US inflation remains muted ahead of Fed decision

DPA Updated - March 12, 2018 at 05:29 PM.

So-called core inflation, which excludes volatile food and energy prices, was 0.2 per cent last month and 1.7 per cent for the last 12 months.

Inflation remained minimal last month in the United States, leaving the rate-setting Federal Reserve flexibility when it issues monetary policy decisions on Wednesday in Washington.

Consumer prices rose a seasonally adjusted 0.1 per cent in May, following declines of 0.4 per cent in April and 0.2 per cent in March.

The inflation rate for the 12 months through May was 1.4 per cent, the US Bureau of Labour Statistics said on Tuesday.
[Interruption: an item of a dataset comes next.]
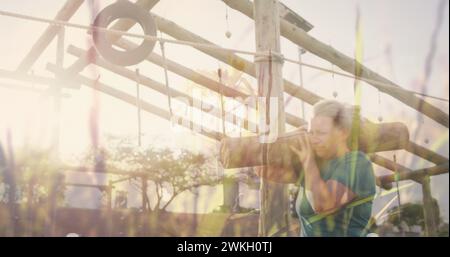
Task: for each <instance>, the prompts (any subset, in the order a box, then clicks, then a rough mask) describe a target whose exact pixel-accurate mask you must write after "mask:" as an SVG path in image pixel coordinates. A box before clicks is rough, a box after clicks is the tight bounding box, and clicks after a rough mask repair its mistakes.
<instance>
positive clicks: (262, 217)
mask: <svg viewBox="0 0 450 257" xmlns="http://www.w3.org/2000/svg"><path fill="white" fill-rule="evenodd" d="M253 8H254V13H255V36H256V51H257V52H259V53H263V54H264V55H258V56H256V57H255V62H256V77H257V78H258V92H259V93H258V98H259V99H258V112H259V115H260V117H261V118H260V124H259V128H260V131H259V132H260V135H262V134H265V135H264V136H263V137H261V138H260V139H261V140H263V141H264V142H266V143H268V142H270V141H273V140H274V139H276V137H277V134H280V133H284V131H285V114H284V101H283V92H284V88H283V77H282V66H283V63H282V59H281V58H279V56H280V17H279V14H278V1H277V0H255V1H254V5H253ZM265 54H268V55H269V56H266V55H265ZM261 100H263V101H261ZM261 103H262V104H261ZM274 115H275V117H273V116H274ZM273 118H275V119H273ZM267 125H268V127H269V128H267ZM267 129H268V132H269V133H268V134H267V133H265V131H264V130H266V131H267ZM261 132H262V134H261ZM263 154H264V151H263ZM269 165H270V164H269ZM263 172H264V171H263ZM260 203H261V207H260V219H259V230H258V234H259V236H270V235H273V234H276V233H277V232H279V231H280V230H281V229H284V228H285V227H287V226H288V224H289V221H288V220H289V218H288V217H289V215H288V213H289V201H288V192H287V186H286V185H282V184H277V183H273V182H269V181H266V180H264V179H261V188H260Z"/></svg>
Prices have been stable or declined in five of the last seven months.

So-called core inflation, which excludes volatile food and energy prices, was 0.2 per cent last month and 1.7 per cent for the last 12 months.

Uncertainty about the Fed’s plans has left world bond and equities markets yo-yoing in recent weeks.

The Fed is scheduled to end its two-day regular meeting with a monetary policy statement at 2 pm (1800 GMT) on Wednesday, followed by a closely watched press conference by bank chief Ben Bernanke.

The central bank has kept its key interest rate near zero since December 2008.

The unprecedent slack money supply has since been supplemented by Fed buying of US government bonds – so-called quantitative easing – in effect, printing money and shovelling it into the private sector in hopes of spurring investment.

The latest round of bond buying was launched in September at a pace of $85 billion a month, or about $1 trillion a year in the $16 trillion US economy.

The Fed’s in May said it was “prepared to increase or reduce the pace” of its purchases of government bonds “to maintain appropriate policy accommodation as the outlook for the labour market or inflation changes.” Previous Fed policy language had not directly stated a willingness to raise its pace of bond purchases above the current 85 billion dollars a month. The unconventional monetary policy is intended to depress long-term interest rates.

US unemployment edged up to a seasonally adjusted 7.6 per cent in May from April’s four-year low of 7.5 per cent.

Government surveys showed modestly expanding payrolls, while discouraged workers resuming efforts to find jobs. During the slow economic recovery since the 2007-09 US recession, many people unable to find jobs quit looking, removing them from the official unemployment rate.

Economic expansion picked in the January-March quarter to an annualized 2.4 per cent, according to the Commerce Department, after fourth-quarter growth stalled out at just 0.4 per cent.

“A premature tightening of monetary policy could lead interest rates to rise temporarily, but would also carry a substantial risk of slowing or ending the economic recovery and causing inflation to fall further,” Fed chief Ben Bernanke told Congress last month.